Granted, there was more footage of topless nymphs than there were of harpies in the movie, but it still seems rather inconsistent to me.
This was (briefly) discussed in some of the extra material on the Fantasia Legacy DVD. IIRC, the main objection was the screen time the nymphs were getting, and it was a last-minute change. The harpies just slipped through the cracks; they weren’t mentioned at all.
And I think “nipple hypocrisy” is my phrase for the day.
Kids back then would be all excited to see the naked Nymphs, but not the Harpies.

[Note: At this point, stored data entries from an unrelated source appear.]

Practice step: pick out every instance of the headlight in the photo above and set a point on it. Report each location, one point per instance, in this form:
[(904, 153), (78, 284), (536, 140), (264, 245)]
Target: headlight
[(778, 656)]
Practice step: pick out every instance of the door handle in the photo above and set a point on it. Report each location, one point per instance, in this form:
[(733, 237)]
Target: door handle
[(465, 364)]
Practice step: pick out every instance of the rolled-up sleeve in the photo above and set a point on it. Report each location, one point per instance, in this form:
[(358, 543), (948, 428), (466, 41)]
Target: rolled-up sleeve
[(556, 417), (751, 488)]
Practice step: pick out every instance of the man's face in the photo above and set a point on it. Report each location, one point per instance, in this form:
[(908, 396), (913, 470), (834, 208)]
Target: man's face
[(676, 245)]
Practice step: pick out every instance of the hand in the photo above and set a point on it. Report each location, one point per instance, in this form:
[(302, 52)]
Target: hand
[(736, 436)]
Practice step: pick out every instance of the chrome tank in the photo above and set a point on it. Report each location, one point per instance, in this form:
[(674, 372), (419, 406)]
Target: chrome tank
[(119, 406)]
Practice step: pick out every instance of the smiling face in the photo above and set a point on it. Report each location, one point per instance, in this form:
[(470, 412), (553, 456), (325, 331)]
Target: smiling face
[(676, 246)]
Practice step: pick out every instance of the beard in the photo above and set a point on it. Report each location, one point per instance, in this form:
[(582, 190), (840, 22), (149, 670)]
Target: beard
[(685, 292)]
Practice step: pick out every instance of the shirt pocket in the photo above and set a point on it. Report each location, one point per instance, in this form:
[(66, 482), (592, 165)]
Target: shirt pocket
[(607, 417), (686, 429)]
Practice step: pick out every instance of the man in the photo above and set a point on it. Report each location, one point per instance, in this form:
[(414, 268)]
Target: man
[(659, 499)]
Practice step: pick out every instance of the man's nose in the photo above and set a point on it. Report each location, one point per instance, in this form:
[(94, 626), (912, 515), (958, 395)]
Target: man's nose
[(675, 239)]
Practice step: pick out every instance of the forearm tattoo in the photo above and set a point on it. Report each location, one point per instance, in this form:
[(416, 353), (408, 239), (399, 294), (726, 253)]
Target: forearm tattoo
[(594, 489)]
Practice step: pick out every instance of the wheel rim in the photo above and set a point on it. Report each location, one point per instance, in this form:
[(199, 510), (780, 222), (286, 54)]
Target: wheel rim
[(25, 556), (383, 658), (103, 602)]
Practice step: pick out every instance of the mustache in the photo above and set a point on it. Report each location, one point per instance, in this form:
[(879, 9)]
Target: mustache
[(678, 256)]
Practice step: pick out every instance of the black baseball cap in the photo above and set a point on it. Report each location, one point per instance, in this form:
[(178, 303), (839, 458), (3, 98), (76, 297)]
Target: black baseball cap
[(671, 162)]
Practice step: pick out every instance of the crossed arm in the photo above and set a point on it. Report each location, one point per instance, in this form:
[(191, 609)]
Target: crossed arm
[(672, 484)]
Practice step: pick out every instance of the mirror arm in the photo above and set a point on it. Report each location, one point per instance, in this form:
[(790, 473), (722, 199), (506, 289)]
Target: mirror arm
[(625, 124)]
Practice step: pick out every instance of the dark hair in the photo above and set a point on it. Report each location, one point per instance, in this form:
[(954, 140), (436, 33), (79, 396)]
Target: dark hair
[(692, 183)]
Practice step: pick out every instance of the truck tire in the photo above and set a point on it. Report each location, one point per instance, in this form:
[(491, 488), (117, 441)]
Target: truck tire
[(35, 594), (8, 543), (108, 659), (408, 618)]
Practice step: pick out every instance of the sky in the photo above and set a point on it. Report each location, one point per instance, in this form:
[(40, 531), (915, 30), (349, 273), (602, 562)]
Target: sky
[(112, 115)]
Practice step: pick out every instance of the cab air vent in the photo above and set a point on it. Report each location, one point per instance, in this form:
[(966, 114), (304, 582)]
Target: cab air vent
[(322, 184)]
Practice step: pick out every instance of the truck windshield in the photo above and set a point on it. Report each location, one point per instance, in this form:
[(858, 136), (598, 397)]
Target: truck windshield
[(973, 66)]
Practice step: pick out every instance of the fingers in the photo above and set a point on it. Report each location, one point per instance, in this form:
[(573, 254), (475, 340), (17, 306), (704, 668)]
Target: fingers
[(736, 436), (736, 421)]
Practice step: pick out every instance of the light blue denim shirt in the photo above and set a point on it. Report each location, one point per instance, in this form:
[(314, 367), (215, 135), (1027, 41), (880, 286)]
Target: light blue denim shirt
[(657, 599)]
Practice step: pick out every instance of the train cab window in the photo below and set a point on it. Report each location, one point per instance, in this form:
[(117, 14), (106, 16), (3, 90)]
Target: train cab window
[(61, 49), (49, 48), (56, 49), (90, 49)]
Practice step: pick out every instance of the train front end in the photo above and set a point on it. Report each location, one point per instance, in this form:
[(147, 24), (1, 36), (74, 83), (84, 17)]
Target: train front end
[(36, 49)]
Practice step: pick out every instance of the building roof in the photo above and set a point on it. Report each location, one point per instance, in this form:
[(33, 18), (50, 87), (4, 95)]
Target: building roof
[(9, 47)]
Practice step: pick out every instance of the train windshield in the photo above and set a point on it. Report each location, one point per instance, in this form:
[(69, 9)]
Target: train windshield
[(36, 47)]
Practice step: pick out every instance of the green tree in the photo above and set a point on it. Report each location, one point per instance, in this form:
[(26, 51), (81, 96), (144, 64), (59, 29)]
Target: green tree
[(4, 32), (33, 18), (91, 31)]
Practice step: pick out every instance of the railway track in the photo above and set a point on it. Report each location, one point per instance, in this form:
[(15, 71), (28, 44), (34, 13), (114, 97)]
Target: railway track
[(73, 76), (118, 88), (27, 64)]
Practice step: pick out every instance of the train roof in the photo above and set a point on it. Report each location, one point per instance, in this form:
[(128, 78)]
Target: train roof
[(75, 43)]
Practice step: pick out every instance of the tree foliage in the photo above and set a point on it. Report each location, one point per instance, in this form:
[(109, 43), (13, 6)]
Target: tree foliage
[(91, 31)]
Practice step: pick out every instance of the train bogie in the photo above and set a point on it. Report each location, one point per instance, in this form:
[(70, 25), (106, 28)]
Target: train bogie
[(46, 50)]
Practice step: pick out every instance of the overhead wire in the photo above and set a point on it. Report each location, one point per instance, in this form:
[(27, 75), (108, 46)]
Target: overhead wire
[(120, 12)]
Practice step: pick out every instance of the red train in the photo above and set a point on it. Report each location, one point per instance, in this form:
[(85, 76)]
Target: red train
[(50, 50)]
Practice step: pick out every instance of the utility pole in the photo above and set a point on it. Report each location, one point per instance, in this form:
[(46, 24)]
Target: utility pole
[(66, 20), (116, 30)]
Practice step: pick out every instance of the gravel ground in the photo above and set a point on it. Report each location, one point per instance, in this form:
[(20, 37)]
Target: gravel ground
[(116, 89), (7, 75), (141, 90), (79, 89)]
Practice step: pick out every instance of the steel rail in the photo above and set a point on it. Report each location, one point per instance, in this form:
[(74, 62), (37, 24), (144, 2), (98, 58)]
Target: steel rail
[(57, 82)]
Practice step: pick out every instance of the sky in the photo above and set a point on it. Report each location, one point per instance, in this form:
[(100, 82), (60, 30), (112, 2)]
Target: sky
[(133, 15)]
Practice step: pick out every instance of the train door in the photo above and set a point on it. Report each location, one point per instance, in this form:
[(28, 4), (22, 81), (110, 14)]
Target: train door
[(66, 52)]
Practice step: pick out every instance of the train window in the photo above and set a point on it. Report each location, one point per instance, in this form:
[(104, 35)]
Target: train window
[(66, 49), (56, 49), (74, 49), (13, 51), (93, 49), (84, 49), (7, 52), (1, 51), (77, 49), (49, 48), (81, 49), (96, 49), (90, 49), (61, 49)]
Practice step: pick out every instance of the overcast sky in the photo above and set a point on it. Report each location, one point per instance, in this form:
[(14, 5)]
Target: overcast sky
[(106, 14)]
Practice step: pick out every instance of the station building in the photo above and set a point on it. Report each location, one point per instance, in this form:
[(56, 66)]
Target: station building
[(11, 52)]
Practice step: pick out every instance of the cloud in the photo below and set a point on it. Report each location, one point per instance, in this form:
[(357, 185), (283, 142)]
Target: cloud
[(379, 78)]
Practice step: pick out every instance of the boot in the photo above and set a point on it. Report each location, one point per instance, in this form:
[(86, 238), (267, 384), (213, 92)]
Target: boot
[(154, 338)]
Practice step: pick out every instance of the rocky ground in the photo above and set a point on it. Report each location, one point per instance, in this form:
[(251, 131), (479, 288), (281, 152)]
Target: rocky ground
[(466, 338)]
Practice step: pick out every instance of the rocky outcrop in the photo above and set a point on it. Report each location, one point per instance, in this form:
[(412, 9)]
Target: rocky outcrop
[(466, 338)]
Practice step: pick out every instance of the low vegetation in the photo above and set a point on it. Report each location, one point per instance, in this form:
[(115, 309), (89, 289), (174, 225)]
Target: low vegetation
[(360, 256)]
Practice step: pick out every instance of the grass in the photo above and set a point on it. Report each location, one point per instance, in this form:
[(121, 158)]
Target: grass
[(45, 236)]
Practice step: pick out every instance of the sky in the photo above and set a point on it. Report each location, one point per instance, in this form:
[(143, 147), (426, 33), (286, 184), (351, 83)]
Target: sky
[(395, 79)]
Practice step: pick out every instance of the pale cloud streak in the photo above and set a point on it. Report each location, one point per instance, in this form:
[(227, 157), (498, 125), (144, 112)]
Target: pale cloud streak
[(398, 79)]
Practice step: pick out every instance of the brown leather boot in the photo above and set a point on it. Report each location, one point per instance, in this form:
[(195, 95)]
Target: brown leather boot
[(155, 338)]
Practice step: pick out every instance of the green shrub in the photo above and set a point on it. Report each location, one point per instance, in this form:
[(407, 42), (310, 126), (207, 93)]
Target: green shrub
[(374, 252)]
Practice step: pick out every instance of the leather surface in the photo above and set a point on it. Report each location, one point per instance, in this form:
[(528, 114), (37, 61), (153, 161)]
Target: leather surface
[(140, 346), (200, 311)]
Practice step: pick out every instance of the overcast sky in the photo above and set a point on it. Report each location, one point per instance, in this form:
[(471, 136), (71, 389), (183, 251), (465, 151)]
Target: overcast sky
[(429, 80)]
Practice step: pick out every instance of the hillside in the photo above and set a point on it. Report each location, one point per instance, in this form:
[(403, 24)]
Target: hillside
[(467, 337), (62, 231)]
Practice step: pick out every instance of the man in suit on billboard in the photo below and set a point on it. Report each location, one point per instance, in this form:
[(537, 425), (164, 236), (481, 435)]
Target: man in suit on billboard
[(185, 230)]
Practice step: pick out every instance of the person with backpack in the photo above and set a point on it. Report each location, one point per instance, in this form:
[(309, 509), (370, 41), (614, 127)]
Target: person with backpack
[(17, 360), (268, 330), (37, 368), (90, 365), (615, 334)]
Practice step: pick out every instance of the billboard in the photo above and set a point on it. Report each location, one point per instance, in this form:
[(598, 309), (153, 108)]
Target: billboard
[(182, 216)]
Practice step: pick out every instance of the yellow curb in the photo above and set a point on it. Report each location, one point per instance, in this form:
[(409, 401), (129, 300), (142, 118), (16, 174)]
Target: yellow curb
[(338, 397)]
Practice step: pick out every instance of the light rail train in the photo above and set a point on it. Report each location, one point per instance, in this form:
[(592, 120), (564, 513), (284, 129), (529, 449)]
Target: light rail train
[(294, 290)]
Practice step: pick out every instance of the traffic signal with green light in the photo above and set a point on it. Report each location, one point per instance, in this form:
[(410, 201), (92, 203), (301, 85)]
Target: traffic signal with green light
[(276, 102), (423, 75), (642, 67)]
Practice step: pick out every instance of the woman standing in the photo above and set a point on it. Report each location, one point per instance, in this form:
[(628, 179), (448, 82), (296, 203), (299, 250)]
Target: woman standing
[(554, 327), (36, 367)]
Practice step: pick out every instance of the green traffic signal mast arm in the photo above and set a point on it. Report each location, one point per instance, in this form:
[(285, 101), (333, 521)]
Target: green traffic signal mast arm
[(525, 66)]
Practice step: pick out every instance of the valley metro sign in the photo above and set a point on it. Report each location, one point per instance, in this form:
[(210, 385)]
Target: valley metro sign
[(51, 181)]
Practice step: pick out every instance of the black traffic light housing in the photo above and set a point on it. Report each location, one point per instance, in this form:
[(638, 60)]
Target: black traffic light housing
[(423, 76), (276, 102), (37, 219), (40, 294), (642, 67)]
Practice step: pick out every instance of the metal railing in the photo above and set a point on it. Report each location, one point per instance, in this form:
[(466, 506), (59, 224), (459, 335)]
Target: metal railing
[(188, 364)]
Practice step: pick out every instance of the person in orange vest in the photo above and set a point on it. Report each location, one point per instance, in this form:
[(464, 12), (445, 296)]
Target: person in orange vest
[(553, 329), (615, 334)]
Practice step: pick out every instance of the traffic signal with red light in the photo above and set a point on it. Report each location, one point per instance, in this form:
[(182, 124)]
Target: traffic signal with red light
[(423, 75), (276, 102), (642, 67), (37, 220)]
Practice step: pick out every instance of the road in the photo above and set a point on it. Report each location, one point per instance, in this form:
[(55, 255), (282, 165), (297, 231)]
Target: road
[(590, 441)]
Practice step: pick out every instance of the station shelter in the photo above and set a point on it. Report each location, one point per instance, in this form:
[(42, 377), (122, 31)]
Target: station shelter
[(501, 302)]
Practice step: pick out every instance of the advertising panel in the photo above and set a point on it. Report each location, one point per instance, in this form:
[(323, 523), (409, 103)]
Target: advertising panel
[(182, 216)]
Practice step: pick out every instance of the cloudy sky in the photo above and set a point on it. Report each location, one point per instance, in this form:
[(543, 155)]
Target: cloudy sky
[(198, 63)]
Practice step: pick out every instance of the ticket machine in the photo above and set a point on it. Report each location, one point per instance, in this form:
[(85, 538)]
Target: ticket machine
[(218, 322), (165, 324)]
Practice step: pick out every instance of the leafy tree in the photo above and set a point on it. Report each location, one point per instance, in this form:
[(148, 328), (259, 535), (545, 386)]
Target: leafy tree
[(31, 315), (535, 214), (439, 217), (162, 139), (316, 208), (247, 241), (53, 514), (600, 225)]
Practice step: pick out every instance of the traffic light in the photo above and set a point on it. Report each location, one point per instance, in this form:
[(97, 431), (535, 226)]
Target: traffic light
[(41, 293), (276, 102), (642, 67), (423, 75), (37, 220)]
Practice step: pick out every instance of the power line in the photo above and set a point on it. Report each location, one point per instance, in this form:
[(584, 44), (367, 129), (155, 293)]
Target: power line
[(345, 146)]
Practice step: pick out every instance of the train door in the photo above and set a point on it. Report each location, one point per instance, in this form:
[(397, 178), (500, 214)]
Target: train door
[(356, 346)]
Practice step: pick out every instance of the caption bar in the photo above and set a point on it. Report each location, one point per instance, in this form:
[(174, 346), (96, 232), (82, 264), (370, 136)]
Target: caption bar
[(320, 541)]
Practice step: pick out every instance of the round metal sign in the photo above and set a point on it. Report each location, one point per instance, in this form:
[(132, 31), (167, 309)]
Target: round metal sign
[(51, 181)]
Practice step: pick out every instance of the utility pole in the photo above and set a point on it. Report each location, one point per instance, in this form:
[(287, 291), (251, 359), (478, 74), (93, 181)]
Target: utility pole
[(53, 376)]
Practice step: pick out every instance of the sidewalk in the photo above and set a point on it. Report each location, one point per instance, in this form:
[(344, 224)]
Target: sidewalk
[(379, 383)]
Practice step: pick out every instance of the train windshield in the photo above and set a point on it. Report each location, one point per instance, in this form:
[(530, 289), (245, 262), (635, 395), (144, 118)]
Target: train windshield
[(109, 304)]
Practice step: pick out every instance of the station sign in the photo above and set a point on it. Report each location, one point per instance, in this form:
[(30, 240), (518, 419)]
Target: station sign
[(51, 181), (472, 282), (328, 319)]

Walt unfortunately did not predict the Goth trend, which brought up kids who would start flogging the dolphin to the naked Harpies.
I posted a thread about this exact thing a couple of years ago. It seems you can’t have nipples in a Disney film unless you’re EVIL! A real letdown for those good little centauresses.
Cite? Go see the film.
My WAG would be that while nymphs can be considered “sexy”, there is no way in God’s green earth that a harpy ever will be, so it doesn’t matter if the harpy has nipples because no one is gonna notice in “that way”…
According to Richard Shickel’s “The Disney Version,” the centaurs were supposed to be nude, and there were nipples.
It wasn’t Disney that had them removed, however; it was the Hays Office. There was absolutely no way a film in 1941 was going to get away with showing bare breasts. (Though evidently showing buttocks were OK – see the last shot of the sequence )
The harpies were probably missed. I hadn’t heard of it before.
You can’t trust this. He make an glaring error in the first paragraph. Chip 'n Dale couldn’t have been incinerated in Bambi (1942); they first appeared five years later.
You’re right and you’re wrong. They couldn’t have been in Bambi, but their first appearance was the following year (1943) in the short “Private Pluto.”
It always bothered me that the nymphs/centaurs paired off according to color. The thing with the nipples was just the icing on the cake. I’ve never liked the Pastorale section… I bet Beethoven would have hated it.